Analysis of the richness and structure of fungal communities The number of sequences was considered as a proxy for the abundance of the corresponding MOTU (Amend et al., 2010). Previous to statistical analyses, one sequence per MOTU was eliminated at random from the abundance data set for discarding singletons (Unterseher et al., 2011). The sample size was unequal across plots with the number of sequences ranging from 1373 to 3871 for roots, and from 2053 to 4223 for soil. Fungal richness was estimated by rarefaction analysis using the rarefy function in the VEGAN R package (R Core Development Team, 2011; Oksanen et al., 2013), and variance stabilization on the raw data was performed by using the DESEQ R package (Anders and Huber, 2010) according to McMurdie and Holmes (2014), prior to community structure analyses. The spatial structure of fungal communities was examined by Mantel tests using a distance matrix of similarity in species composition built by the Bray–Curtis index and a Euclidean geographic distance matrix obtained from geographic coordinates. The analyses were carried out using the function mantel in the ECODIST R package. The assemblage of fungal communities was explored by non-parametric multivariate analysis of variance (ADONIS), and non-metric multidimensional scaling (NMDS) analyses. The Bray distance matrix of fungal species was analysed with the function metaMDS in the VEGAN R package (Oksanen et al., 2013), using the matrix of fungal species previously normalized by DESEQ. The envfit function in the VEGAN R package was used to fit the environmental variables into the NMDS space checking for significant correlations structuring the fungal communities. Rare fungi (only found in one sample) were discarded for performing these analyses.

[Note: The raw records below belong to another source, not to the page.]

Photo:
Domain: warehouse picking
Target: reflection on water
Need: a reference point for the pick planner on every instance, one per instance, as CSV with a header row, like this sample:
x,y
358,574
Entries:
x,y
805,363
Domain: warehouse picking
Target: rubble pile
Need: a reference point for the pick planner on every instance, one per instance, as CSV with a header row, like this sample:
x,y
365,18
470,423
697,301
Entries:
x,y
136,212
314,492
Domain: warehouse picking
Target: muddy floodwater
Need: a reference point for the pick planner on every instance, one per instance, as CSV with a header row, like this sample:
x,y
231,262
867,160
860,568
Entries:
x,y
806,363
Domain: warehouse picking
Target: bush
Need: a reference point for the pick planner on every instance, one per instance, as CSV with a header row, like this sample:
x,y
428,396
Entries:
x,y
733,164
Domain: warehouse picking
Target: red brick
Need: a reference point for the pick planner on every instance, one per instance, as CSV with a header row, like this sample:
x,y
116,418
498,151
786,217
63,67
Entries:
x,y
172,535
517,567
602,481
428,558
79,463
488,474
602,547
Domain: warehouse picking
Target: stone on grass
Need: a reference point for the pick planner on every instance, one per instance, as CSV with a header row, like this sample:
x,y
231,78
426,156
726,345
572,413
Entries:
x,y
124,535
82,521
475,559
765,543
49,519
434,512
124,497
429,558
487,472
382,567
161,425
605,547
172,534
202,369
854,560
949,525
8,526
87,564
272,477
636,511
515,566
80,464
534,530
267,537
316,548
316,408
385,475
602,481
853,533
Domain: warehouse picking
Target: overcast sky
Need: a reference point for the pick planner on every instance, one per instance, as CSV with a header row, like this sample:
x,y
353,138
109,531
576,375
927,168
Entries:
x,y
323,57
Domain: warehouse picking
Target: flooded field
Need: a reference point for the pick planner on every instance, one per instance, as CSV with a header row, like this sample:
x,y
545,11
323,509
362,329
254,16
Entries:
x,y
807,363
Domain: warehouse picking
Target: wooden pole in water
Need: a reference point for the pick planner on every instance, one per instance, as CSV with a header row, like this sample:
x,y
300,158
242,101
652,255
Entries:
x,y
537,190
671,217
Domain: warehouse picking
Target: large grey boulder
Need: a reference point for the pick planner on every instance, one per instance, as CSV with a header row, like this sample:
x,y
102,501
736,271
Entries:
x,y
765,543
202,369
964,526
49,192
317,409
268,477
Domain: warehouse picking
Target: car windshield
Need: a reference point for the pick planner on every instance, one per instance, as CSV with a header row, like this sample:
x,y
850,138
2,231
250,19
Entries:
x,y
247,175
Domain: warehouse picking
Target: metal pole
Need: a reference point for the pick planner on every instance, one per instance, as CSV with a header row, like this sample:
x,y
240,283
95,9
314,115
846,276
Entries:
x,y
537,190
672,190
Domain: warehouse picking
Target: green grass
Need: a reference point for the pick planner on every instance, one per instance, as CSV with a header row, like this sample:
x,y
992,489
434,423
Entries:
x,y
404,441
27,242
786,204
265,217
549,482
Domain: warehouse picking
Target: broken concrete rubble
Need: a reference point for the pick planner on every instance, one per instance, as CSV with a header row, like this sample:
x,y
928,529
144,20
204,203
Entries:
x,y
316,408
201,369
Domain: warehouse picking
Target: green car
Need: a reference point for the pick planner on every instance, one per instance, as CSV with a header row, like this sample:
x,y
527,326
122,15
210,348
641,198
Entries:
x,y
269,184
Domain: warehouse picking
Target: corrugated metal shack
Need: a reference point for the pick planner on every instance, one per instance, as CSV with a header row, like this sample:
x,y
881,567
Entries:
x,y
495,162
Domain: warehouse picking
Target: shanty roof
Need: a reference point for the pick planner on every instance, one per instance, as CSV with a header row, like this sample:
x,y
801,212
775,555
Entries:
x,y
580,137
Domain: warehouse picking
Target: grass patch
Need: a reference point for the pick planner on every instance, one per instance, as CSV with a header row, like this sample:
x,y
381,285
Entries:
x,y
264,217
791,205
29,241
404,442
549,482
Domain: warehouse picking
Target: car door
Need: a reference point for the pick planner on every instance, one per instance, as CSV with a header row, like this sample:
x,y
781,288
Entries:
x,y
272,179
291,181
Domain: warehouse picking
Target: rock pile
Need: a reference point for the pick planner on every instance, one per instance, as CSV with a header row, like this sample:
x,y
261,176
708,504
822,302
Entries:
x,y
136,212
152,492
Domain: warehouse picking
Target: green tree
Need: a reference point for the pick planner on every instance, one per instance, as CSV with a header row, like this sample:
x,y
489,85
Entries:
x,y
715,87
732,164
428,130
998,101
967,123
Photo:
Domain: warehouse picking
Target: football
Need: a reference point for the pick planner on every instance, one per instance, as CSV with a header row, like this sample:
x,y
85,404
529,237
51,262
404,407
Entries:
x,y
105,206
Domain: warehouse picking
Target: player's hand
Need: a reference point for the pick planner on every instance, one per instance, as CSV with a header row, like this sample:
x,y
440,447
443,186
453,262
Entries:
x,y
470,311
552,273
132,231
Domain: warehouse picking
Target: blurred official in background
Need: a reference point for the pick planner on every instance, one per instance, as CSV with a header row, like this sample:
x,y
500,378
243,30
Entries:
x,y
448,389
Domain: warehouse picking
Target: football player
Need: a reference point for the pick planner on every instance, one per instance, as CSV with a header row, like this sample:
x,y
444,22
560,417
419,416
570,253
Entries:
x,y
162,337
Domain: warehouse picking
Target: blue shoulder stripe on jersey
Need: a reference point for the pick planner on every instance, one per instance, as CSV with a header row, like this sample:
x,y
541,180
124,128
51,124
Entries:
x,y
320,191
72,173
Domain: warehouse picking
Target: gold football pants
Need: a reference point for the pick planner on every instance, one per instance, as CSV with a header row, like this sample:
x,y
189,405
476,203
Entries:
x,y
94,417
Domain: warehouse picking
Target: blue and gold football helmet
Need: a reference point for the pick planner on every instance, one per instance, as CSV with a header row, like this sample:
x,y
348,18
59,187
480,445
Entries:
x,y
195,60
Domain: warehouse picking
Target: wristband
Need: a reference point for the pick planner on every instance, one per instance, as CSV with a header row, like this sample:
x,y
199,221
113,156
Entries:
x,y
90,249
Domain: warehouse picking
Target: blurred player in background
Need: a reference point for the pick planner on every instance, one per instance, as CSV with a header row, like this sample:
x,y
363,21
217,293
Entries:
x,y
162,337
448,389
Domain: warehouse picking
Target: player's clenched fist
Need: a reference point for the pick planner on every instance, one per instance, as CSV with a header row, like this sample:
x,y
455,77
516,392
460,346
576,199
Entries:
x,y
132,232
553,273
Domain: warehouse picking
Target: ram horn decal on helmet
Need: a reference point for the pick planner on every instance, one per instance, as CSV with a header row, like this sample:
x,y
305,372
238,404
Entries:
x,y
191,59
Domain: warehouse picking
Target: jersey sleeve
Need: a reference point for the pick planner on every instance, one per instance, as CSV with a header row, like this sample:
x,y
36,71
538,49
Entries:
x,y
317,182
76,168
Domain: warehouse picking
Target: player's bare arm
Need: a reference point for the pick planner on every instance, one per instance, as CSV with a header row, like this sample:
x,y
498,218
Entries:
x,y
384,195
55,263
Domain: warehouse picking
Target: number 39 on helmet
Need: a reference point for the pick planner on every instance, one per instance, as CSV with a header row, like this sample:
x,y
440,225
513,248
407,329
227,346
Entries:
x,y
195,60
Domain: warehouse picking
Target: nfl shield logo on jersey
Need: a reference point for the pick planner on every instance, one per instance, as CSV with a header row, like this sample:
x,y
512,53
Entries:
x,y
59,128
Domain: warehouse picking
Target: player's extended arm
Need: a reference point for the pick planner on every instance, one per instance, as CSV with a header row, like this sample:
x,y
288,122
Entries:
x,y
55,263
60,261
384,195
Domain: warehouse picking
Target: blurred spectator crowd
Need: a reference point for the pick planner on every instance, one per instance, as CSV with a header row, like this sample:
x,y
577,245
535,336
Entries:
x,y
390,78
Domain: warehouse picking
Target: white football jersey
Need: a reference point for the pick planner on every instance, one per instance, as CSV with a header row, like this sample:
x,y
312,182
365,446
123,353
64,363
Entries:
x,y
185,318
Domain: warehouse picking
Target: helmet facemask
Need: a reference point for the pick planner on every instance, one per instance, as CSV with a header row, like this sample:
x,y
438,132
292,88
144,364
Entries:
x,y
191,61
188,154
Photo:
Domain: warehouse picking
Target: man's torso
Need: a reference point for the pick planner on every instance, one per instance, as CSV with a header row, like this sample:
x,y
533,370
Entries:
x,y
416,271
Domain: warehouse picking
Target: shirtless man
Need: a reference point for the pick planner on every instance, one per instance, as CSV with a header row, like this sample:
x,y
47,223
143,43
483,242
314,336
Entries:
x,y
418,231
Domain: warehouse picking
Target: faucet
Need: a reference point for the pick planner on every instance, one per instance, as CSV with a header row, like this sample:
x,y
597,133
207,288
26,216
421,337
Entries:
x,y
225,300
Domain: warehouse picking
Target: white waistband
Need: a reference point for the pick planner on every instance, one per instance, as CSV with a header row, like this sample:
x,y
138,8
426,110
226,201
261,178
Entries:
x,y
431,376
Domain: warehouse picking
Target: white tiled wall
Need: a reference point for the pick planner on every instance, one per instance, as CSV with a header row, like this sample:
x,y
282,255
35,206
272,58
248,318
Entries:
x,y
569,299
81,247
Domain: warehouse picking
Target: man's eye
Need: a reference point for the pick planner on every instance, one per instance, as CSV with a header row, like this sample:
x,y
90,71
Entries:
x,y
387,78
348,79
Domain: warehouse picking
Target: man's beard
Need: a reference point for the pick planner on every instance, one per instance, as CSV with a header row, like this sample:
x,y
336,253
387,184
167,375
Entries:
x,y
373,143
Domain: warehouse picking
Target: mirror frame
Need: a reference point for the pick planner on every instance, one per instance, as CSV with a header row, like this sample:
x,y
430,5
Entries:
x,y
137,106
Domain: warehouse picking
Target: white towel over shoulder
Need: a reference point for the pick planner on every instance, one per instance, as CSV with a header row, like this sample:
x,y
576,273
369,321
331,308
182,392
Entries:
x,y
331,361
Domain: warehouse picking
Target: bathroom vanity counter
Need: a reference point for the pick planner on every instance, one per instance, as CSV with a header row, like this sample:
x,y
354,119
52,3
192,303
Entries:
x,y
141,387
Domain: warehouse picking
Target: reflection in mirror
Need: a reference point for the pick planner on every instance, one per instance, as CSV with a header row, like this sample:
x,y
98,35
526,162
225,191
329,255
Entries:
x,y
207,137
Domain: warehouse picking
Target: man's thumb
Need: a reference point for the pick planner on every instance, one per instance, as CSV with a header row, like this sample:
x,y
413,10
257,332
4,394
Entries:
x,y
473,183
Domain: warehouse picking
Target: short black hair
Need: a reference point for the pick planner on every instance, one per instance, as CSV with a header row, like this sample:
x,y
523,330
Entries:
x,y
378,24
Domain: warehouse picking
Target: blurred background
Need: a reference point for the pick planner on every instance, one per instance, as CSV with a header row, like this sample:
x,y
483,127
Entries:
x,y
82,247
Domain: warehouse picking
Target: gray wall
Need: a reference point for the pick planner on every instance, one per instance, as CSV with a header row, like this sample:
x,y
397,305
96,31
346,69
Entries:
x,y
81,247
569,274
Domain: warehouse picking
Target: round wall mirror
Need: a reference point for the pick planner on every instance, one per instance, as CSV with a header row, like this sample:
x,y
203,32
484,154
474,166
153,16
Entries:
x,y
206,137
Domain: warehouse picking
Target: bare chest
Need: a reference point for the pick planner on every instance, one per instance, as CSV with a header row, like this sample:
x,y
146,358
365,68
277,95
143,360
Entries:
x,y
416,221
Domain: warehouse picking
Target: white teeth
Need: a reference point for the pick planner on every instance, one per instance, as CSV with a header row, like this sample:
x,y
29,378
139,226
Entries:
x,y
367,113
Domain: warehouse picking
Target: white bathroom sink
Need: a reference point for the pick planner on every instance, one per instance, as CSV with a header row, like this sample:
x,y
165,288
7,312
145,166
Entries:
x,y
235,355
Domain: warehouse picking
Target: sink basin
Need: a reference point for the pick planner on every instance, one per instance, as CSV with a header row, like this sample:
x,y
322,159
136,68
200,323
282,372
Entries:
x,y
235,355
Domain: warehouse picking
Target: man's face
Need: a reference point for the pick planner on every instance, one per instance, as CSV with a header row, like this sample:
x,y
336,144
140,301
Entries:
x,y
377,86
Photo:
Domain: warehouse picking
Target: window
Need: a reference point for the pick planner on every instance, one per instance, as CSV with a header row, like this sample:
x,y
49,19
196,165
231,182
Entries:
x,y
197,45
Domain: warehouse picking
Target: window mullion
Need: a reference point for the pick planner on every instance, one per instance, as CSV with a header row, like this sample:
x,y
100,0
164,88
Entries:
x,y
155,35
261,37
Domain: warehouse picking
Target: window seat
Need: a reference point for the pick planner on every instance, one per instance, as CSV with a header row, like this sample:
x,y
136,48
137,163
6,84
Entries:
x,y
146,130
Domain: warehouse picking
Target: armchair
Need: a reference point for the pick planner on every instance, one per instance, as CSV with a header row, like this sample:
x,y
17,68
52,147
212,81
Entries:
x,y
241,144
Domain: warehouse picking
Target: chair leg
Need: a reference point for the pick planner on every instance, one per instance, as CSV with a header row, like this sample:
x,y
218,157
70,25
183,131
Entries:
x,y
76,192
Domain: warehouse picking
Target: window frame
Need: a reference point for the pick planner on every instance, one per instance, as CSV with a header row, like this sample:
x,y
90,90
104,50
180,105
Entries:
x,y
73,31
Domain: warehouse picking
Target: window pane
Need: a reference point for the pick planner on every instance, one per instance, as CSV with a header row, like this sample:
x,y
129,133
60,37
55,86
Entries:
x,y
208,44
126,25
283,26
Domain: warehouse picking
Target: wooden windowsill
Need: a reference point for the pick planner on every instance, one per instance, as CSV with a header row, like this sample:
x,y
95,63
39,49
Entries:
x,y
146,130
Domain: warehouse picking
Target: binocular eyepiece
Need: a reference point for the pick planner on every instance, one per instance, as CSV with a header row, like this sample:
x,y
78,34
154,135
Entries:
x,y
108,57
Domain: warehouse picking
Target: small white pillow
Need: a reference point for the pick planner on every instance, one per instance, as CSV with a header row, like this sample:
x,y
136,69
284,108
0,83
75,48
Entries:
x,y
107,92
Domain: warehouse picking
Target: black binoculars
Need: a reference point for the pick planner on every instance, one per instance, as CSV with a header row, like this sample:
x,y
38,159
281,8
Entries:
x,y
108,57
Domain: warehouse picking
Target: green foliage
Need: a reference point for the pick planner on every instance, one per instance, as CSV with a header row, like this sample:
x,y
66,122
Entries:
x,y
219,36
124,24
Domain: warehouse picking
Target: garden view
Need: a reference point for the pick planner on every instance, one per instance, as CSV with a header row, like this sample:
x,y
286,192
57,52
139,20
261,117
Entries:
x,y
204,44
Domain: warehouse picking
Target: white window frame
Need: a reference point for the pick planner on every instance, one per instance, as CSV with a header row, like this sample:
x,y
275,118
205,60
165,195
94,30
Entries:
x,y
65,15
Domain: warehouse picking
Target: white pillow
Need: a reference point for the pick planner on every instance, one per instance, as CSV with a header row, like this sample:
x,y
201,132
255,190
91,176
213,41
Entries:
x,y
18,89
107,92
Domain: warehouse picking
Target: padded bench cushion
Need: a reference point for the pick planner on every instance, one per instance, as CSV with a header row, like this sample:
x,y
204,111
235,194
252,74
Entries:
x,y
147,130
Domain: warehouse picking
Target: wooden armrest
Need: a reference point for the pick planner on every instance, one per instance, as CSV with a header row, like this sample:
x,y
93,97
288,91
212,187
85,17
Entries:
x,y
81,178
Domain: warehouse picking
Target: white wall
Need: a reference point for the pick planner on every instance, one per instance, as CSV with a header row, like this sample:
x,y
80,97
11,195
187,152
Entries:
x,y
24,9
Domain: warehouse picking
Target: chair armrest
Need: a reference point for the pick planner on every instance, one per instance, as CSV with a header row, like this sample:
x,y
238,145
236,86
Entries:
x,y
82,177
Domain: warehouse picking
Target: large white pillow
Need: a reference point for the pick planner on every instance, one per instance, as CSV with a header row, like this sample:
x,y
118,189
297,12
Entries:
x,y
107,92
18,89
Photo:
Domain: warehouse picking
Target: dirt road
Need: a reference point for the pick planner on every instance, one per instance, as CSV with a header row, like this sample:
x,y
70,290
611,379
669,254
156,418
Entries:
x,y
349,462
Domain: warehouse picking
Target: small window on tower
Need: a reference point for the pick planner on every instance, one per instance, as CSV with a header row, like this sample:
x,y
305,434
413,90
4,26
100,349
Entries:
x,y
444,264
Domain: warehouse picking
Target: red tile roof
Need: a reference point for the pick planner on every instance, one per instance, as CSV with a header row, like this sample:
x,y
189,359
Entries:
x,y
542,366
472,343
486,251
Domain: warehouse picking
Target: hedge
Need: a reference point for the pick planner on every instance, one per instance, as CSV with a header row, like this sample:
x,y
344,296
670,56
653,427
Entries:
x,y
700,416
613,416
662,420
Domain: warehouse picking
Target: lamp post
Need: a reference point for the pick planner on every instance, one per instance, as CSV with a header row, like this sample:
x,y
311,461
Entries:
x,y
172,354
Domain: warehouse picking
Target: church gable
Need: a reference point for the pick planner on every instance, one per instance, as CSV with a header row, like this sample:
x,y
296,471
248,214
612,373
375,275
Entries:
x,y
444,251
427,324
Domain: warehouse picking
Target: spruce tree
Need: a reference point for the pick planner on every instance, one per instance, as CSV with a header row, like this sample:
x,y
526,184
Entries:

Relationships of fungal communities with climate and edaphic conditions The fungal estimated richness was modelled as function of climatic and edaphic variables using generalized linear mixed models. Models were separately fitted for roots and soil and for climatic variables by using the NLME package in R (Pinheiro et al., 2014). We used as response variables total estimated richness and that of representative fungal sub-assemblages (i.e. Ascomycetes, Basidiomycetes, Archaeorhizomycetes class, and representative fungal families), assuming a Gaussian distribution function. The ‘region’ and ‘site nested within region’ were considered as random factors in all the models, and in the case of roots, root biomass was introduced as fixed effect to account for potential covariance effects. All statistical analyses were carried out using the R software v.3.0.1 (R Core Development Team, 2011; Oksanen et al., 2013).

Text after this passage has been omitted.